Comparing the results of the present study with previous studies, we can outline certain limitations to keep in mind. One important limitation of the present study is the duration of the intervention. It is possible that future study protocols need to be longer than 8 weeks, particularly when working with trained subjects. Also, for this population the volume and frequency of training must be higher. Another limitation was the performance of repetitions not to failure, whereas execution until the concentric failure is well recommended for subjects with resistance training experience. Also, a limitation is the dependence of MRT on the experience and strength of the partner (trainer) providing the external resistance. Lacking a partner with appropriate skills and level of strength to properly challenge the trainee, effects of MRT might be minimized, particularly for trained subjects. Nevertheless, the results allow us to conclude that MRT and CT can have statistically similar results when the volume and intensity are similar. Future research is needed to quantify the contribution of the partner (trainer) in the musculoskeletal adaptation providing resistance load, which could be executed with studies applying manually held dynamometers to determine the applied external resistance. Also, related future studies should use longer training interventions (> 8weeks) for trained subjects and monitor the perceived exertion of the subjects for each repetition until complete failure.

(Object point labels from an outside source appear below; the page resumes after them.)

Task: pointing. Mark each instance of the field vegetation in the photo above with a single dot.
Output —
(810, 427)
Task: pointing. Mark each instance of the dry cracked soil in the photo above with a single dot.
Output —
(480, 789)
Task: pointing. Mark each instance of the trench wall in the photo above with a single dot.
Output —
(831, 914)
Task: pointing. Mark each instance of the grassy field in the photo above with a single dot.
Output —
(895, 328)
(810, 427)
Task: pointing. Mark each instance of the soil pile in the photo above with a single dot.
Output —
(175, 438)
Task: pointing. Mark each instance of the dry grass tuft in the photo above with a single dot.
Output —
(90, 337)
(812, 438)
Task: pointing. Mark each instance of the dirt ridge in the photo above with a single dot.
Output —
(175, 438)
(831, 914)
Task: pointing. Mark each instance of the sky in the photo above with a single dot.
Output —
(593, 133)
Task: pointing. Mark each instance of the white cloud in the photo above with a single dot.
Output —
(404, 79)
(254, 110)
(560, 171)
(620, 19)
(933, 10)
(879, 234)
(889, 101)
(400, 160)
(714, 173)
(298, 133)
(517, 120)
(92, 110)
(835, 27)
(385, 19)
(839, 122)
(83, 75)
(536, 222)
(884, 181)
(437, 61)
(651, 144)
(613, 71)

In conclusion, neither training modality showed significant changes in the strength and muscular endurance variables, but the ES analysis showed trends for improvement. The ES was higher for MRT than CT for the lat pulldown and similar for the bench press, push-ups and pull-ups, suggesting that MRT can be a viable alternative for personal training in recreationally trained men.

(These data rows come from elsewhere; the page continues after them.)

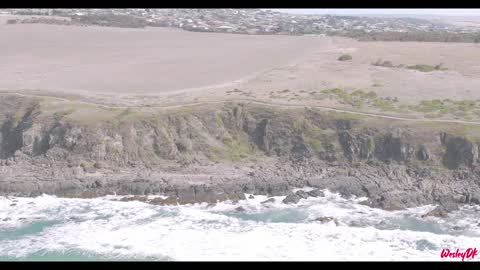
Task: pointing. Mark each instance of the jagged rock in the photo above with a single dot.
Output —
(439, 211)
(316, 193)
(167, 201)
(134, 198)
(291, 198)
(422, 153)
(271, 200)
(459, 152)
(302, 194)
(327, 219)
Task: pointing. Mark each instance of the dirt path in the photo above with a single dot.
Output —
(274, 104)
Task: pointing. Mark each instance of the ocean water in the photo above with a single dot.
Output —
(50, 228)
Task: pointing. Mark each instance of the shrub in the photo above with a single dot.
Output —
(345, 57)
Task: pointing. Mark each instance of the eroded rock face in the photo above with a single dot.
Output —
(459, 152)
(41, 152)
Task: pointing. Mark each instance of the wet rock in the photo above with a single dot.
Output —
(439, 211)
(316, 193)
(167, 201)
(302, 194)
(271, 200)
(326, 220)
(186, 195)
(134, 198)
(291, 198)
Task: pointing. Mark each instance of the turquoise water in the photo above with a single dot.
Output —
(53, 229)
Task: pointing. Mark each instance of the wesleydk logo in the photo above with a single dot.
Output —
(470, 253)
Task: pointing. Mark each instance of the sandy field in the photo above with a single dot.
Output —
(161, 66)
(152, 60)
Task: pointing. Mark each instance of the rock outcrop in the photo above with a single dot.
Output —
(209, 154)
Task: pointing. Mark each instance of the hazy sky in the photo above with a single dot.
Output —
(396, 11)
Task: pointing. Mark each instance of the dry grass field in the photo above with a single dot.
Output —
(161, 66)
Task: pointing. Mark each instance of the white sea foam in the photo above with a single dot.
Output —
(269, 231)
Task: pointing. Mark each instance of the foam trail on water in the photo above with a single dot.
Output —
(105, 229)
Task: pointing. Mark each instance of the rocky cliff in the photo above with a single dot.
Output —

Collectively, these findings provide information for personal trainers or physical therapists, who could apply MRT as an alternative tool to maintain levels of maximum strength and muscular endurance in basic pushing and pulling movements. The results suggest that applying MRT in men with strength training experience may be a viable tool. This information is relevant for personal trainers who give training sessions at locations with a lack of equipment or even based on the characteristics of the target population. Additionally, a previous study (Teixeira, 2013) noted that the acceptance of MRT modality among personal trainer professionals was between “good” and “very good” for 84% of trainers and their clients. Consequently, MRT can be a simple and effective tool to use for recreationally trained clients.